Reduce the texture binding overhead through caching

lattice / quda

QUDA is a library for performing calculations in lattice QCD on GPUs.

https://lattice.github.io/quda

Other

286 stars 94 forks source link

Reduce the texture binding overhead through caching #89

Closed maddyscientist closed 11 years ago

maddyscientist commented 11 years ago

When we are strong scaling, one of the performance limiters is continually rebinding textures. We should work out a mechanism to cache texture binding so that within the course of a solve (or any other algorithm), textures are not continuously being binded.
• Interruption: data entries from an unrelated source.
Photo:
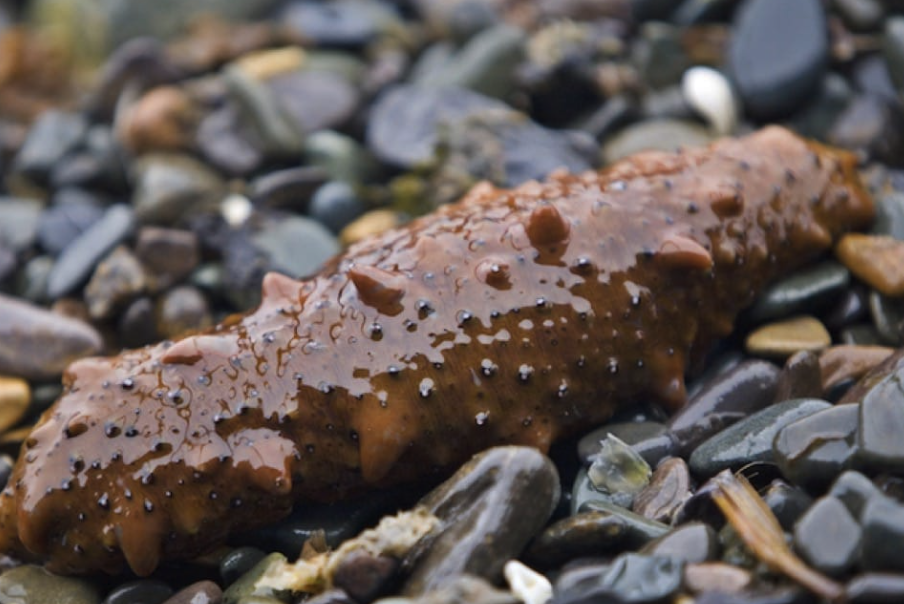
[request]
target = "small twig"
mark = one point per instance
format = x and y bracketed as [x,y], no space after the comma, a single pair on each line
[758,527]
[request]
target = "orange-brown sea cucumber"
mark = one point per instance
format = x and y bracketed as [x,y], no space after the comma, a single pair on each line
[513,316]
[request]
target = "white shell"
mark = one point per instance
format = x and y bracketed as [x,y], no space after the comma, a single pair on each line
[709,93]
[526,584]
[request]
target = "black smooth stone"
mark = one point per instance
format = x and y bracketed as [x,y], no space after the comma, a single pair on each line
[875,588]
[746,388]
[778,54]
[813,450]
[145,591]
[629,578]
[828,537]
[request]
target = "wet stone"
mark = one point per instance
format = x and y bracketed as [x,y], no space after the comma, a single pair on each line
[661,134]
[19,220]
[804,291]
[882,521]
[295,245]
[36,343]
[813,450]
[841,363]
[169,187]
[182,309]
[828,537]
[784,338]
[78,260]
[750,439]
[788,503]
[742,390]
[145,592]
[290,188]
[52,136]
[169,255]
[629,578]
[668,489]
[716,577]
[29,584]
[488,512]
[628,432]
[888,317]
[62,223]
[402,129]
[117,280]
[876,259]
[202,592]
[875,588]
[694,542]
[801,377]
[778,54]
[15,396]
[335,205]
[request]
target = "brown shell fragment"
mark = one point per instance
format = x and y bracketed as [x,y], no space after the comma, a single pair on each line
[511,317]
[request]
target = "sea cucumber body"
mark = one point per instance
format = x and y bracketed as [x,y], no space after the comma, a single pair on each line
[510,317]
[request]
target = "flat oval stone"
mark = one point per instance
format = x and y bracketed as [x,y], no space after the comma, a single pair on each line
[876,259]
[814,449]
[778,54]
[828,537]
[783,338]
[488,511]
[29,584]
[693,542]
[804,291]
[38,344]
[750,439]
[78,260]
[746,388]
[873,588]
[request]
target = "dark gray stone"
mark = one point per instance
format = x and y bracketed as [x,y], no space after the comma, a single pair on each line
[750,439]
[727,398]
[488,511]
[147,591]
[813,450]
[828,537]
[38,344]
[807,290]
[51,137]
[78,260]
[404,120]
[778,54]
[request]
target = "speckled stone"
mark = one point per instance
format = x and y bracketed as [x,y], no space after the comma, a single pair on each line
[783,338]
[876,259]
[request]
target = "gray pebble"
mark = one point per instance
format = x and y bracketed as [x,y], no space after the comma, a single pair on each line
[51,137]
[335,204]
[78,260]
[742,390]
[19,220]
[750,439]
[828,537]
[38,344]
[813,450]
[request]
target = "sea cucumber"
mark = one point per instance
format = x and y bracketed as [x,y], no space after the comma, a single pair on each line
[512,316]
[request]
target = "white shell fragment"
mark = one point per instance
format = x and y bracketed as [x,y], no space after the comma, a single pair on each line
[526,584]
[709,93]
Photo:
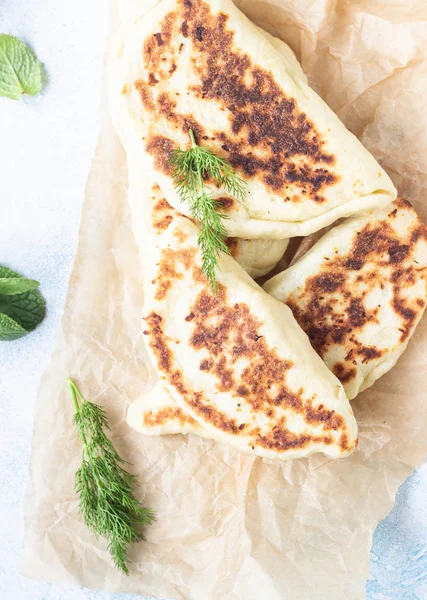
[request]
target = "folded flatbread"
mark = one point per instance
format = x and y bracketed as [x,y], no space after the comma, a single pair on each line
[235,362]
[360,291]
[202,65]
[257,257]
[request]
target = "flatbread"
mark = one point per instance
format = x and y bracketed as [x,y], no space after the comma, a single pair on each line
[236,362]
[257,257]
[360,291]
[202,65]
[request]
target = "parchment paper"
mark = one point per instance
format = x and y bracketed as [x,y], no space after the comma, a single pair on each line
[230,526]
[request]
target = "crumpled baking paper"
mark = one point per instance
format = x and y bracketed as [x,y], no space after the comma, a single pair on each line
[231,526]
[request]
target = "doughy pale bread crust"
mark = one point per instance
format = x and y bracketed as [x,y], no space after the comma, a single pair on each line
[237,362]
[360,291]
[210,69]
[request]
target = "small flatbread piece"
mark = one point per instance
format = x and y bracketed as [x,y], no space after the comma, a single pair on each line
[360,291]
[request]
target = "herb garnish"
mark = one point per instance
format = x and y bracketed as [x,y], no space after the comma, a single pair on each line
[22,307]
[190,168]
[20,70]
[105,489]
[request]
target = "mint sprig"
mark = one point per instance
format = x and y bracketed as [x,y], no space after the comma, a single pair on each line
[20,70]
[20,311]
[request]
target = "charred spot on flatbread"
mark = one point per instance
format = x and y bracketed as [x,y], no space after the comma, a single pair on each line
[270,137]
[332,306]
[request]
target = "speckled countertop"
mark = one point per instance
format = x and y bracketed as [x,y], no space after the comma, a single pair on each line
[46,147]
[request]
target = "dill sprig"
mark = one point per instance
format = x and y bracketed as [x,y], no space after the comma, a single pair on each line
[190,168]
[105,489]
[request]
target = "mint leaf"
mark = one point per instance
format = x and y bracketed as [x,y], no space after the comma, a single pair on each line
[9,329]
[6,272]
[20,312]
[20,70]
[28,309]
[16,285]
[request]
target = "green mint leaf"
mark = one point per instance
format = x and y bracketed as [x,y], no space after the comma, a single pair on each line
[20,70]
[10,329]
[17,285]
[21,311]
[5,272]
[27,309]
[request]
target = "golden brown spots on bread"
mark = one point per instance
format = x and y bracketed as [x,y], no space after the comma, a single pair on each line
[281,439]
[158,342]
[344,373]
[332,305]
[226,203]
[230,335]
[173,261]
[144,95]
[160,148]
[232,245]
[162,215]
[235,353]
[268,137]
[165,415]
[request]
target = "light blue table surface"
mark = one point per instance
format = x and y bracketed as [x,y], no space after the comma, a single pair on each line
[45,150]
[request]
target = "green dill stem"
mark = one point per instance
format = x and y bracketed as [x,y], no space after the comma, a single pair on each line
[105,489]
[190,167]
[192,138]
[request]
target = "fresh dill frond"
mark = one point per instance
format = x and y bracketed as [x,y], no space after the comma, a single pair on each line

This behaviour probably should be done with thought to issues #34, #65 and #68. My first suggestion would be to use separate textures for each and every blas kernel. Each kernel launcher would keep track of whether the input field changed from the previous invocation to that kernel requiring that the texture needs to be bound to the new address. The one issue that comes into play here is that we may run out of texture references and so we need would need also to keep some kind of FIFO stack keeping track of which texture should be unbound when we reach the hardware limit.

Comments?

rbabich commented 11 years ago

My first suggestion would be to use separate textures for each and every blas kernel.

Unfortunately, this brute force approach is likely to do more harm than good. It turns out that a kernel launch incurs some overhead for each texture bound, even if that texture isn't used by the kernel.

maddyscientist commented 11 years ago

The solution appears to be to use texture objects instead of using texture references. This is a Kepler only feature, so we will have to continue to use texture references for Fermi and prior architectures.

maddyscientist commented 11 years ago

Regarding texture objects. This will require a non-trivial amount of work since:

Creating and destroying texture objects is should only be done once due to the significant overhead in performing these. I would suggest that whenever a cudaGaugeField or cudaColorSpinorField is created, that the associated texture object is created at the same time. It would then be destroyed when the destructor is called.
Using Texture objects requires that the textures are passed explicitly to the kernel, as opposed to a static reference. This means that the dslash kernels will have to be rewritten for this. The blas kernels already use Texture-like objects, so the work there is likely less involved.

Lastly I note, that the overhead of texture references seems to have a significant impact on the performance of multi-GPU code performance especially (observed from profiling). For large-scale running on Titan, fixing this should be fairly high priority.

maddyscientist commented 11 years ago

This has now been fully implemented for cudaColorSpinorFields and cudaGaugeFields: these classes now have member cudaTextureObject_t classes that are created and destroyed when the fields are created and destroyed. This means they are only allocated once. These are employed in all blas and dslash kernels. These texture objects are passed explicitly to the kernels in a class. Compatibility has been retained with prior architectures has been retained, though it will be nice when we can deprecate the older architectures since texture references are so cumbersome.

For Kepler architectures, texture objects are the default, though one can revert to using texture references by undefining the USE_TEXTURE_OBJECTS macro in include/quda_internal.h.

I consider this issue closed now (commit 4af1fa6880559bf1be5177ea63977fbf7bd936c6) since it is deployed completely for the linear solvers, though it still needs to be extended to cover the force and fat link kernels.